China’s football dream more elusive than ever after latest flops
China is throwing money at President Xi Jinping’s ambitions to boast a top-class national football team and one day host a World Cup.
But while the latter can be achieved by splashing the cash, the former appears further away than ever after a desperate four days.
China’s national team have long been an embarrassment to the country and on Friday, Marcello Lippi’s side lost 1-0 to Qatar in Doha, triggering another bout of soul-searching and finger-pointing by Chinese media and fans.
Titan Sports, citing “informed sources”, said that an apoplectic “high-ranking official” got on the phone to a team supervisor at the Khalifa Stadium before half-time to demand what was going on.
Lippi, said to be the best-paid international coach in the world on reported wages of between $23 million and $27 million a year, admitted he was shocked by the team’s performance in Qatar.
That was followed on Monday by a moribund 0-0 draw with Bahrain, who is ranked 113th in the FIFA rankings to China’s 75th, prompting Lippi to say that he was “mentally prepared for criticism”.
Some incandescent fans on Weibo, China’s equivalent of Twitter, called for the national team to be disbanded.
The 70-year-old Lippi, who is expected to step down after the Asian Cup in the UAE in January, said he had been “surprised and worried about the condition of our players” before the Qatar game.
“If the Asian Cup opened next week, I’d be worried, but we still have time to become better,” added Lippi, who led his native Italy to win the World Cup in 2006.
Big money, little return
China improved when Lippi took over nearly two years ago, but that initial bounce is gone. In his 21 games in charge they have won eight, lost eight and drawn five.

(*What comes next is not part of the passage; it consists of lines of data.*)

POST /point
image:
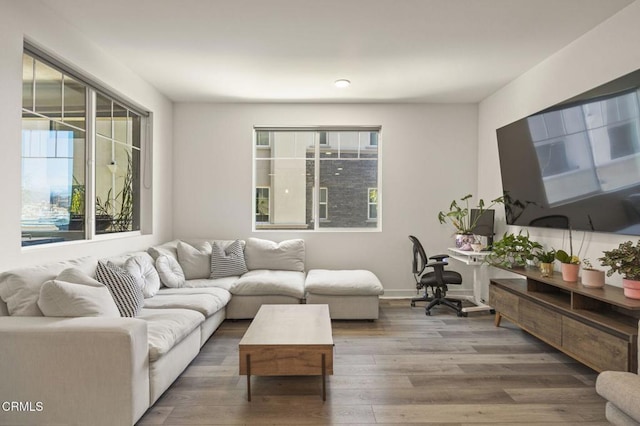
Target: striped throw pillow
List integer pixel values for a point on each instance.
(123, 287)
(227, 262)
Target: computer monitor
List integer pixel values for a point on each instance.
(484, 224)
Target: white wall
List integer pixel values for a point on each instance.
(608, 51)
(428, 158)
(28, 18)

They failed to reach the World Cup in Russia — in Lippi’s defense, most of the damage to China’s qualifying hopes was done before he arrived — and he is under pressure for the first time.
Lippi’s side had plenty of the ball against World Cup 2022 hosts Qatar but lacked a cutting edge up front, where Chinese Super League (CSL) top-scorer Wu Lei had little support or service.
Lippi has previously bemoaned his lack of strikers, saying it was because CSL teams tended to favor expensive foreign forwards, limiting chances for Chinese players.
On Monday, the Chinese Football Association announced that another well-known coach, the 71-year-old Guus Hiddink, will take over the under-21 side — another statement of intent.
The Dutchman will earn just under four million euros a year after tax, local media said, which is more than England manager Gareth Southgate.
With Lippi and now Hiddink, China boasts two top coaches, albeit ones that are nearing the ends of their careers.
But there is widespread acknowledgement that China does not have the players to compete even with Asia’s best.
The average age of Lippi’s starting line-up against Qatar was 30, underlining the dearth of young talent.
“Speaking with no exaggeration, Lippi’s national team is truly standing at a crossroads,” journalist Bai Guohua wrote in the Soccer News newspaper.
Bai said that the inclusion of the 38-year-old midfielder Zheng Zhi “reflects the frustrating reality of Chinese football -– if the younger players could take over quickly, don’t you think Lippi would be willing to bring in more youngsters?”
As part of President Xi’s football drive, youth academies and pitches are springing up in China, but it is expected to take several years before they begin to bear fruit.
China has only reached the World Cup finals once, in 2002, when they failed to win a point or score a goal.
Bai lamented that “it feels like we are far from one step away from the World Cup”.
“This is not a unique problem for Lippi’s national team, but a chronic illness of the Chinese football team.”